“Well, yes.”
Vance leaned forward quickly.
“And her face, Sergeant? Had she been shot in her sleep?”
“It didn’t look that way. Her eyes were wide open, staring straight ahead.”
“Her eyes were open and staring,” repeated Vance, a note of eagerness coming into his voice. “What would you say her expression indicated? Fear? Horror? Surprise?”
Heath regarded Vance shrewdly. “Well, it mighta been any one of ’em. Her mouth was open, like as if she was surprised at something.”
“And she was clutching the spread with both hands.” Vance’s look drifted into space. Then slowly he rose and walked the length of the office and back, his head down. He halted in front of the District Attorney’s desk, and leaned over, resting both hands on the back of a chair.
“Listen, Markham. There’s something terrible and unthinkable going on in that house. No haphazard unknown assassin came in by the front door last night and shot down those two women. The crime was planned—thought out. Some one lay in wait—some one who knew his way about, knew where the light-switches were, knew when every one was asleep, knew when the servants had retired—knew just when and how to strike the blow. Some deep, awful motive lies behind that crime. There are depths beneath depths in what happened last night—obscure fetid chambers of the human soul. Black hatreds, unnatural desires, hideous impulses, obscene ambitions are at the bottom of it; and you are only playing into the murderer’s hands when you sit back and refuse to see its significance.”

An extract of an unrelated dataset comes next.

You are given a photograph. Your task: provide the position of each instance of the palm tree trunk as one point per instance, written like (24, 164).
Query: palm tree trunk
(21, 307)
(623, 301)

His voice had a curious hushed quality, and it was difficult to believe that this was the habitually debonair and cynical Vance.
“That house is polluted, Markham. It’s crumbling in decay—not material decay, perhaps, but a putrefaction far more terrible. The very heart and essence of that old house is rotting away. And all the inmates are rotting with it, disintegrating in spirit and mind and character. They’ve been polluted by the very atmosphere they’ve created. This crime, which you take so lightly, was inevitable in such a setting. I only wonder it was not more terrible, more vile. It marked one of the tertiary stages of the general dissolution of that abnormal establishment.”